Spring is progressing despite the damp and drizzly weather we are having here in the Pacific Northwest. It has been unusually gray this year and even though we are used to rain here, people are starting to complain about it. But being the hardy and optimistic people that we are, there is always light at the end of the rainbow, and after every complaint comes the typical hopeful remark that goes something like this, 'Oh well, that is what makes everything so green and beautiful here'. I love that sense of optimism and gratitude and that is what makes this place so wonderful. I was not born here, and spent my childhood in New England, and it did take some getting used to the gray skies. But now that I have been here most of my adult life, I can't imagine another place that is more beautiful or peaceful. Nature is all around us here, whether it is the water, the mountains, or even the high dessert, just a short drive across the mountains. There is even snow all year round if you climb high enough. I would say it is as close to Paradise as you can get. And in fact, that is the name of the beautiful lodge at the base of Mt. Rainier. When the wildflowers are in bloom there is no other place on earth you would rather be.

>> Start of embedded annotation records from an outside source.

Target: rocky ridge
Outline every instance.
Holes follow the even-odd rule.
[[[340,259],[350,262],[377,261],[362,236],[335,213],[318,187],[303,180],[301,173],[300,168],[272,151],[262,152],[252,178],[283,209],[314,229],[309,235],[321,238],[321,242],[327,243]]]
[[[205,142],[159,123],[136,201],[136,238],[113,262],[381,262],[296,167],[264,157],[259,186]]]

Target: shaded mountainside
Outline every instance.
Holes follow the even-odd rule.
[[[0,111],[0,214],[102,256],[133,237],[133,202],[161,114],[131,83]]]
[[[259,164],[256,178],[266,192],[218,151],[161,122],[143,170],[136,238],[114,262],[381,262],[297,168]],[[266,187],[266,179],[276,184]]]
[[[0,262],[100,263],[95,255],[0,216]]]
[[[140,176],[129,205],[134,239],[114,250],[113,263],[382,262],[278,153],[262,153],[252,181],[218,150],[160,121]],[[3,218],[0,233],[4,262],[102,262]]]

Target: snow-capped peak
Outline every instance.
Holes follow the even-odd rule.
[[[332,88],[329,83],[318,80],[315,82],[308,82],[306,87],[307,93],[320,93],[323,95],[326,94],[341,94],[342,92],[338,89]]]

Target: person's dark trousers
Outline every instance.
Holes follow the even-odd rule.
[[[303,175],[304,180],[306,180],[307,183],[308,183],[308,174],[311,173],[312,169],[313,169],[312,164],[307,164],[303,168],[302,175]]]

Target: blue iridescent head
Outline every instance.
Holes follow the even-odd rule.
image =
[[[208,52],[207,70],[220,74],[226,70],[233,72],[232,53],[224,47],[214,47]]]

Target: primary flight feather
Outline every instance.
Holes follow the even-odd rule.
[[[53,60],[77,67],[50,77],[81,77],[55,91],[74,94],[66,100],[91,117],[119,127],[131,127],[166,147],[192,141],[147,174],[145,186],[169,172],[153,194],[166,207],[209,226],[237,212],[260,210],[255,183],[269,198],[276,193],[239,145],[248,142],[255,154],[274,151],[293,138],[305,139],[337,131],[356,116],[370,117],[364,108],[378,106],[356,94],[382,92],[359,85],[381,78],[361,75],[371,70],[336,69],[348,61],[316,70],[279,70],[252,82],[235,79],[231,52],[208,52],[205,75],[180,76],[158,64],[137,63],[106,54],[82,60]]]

Speaking of wildflowers, I took a little walk-about the other day and snapped these pictures. The native pink bleeding heart are in bloom now and I have a little woodland glade along the driveway that is carpeted with them. There is a trail running through them from the wild critters passing through. No matter how many times hubby tries to block the hole they dig under the fence, they always dig another. We suspect it is raccoons, but we have seen coyote and possum, even porcupine. Anyway, it is lovely there and the dogs and I always like to take a little walk through the glade. At the beginning of the trail, there is an ancient stump. You can still see the ax marks where the loggers stood to cut it down. This must have been a very old cedar tree, as it is still enormous after almost 100 years since being cut. I try to imagine what that ancient forest must have looked like and I feel sad that it is all gone now.
The Red Elderberry bushes are also in bloom now with their pungent smelling cone shaped clusters of white blossoms. Later, there will be red berries that the birds love to eat. We have a pair of nesting Western Tanagers that come back every year, just as the berries are ripening. The first time I saw one, I thought it was an escaped parrot! They are amazingly colorful and beautiful. Maybe I will get lucky and get a picture this year.
The Trillium have started to fade, and turn from white to pink just before the petals drop off, one last show of beauty until next year.
My columbine are also starting to come into full bloom, just as the daffodils are fading away.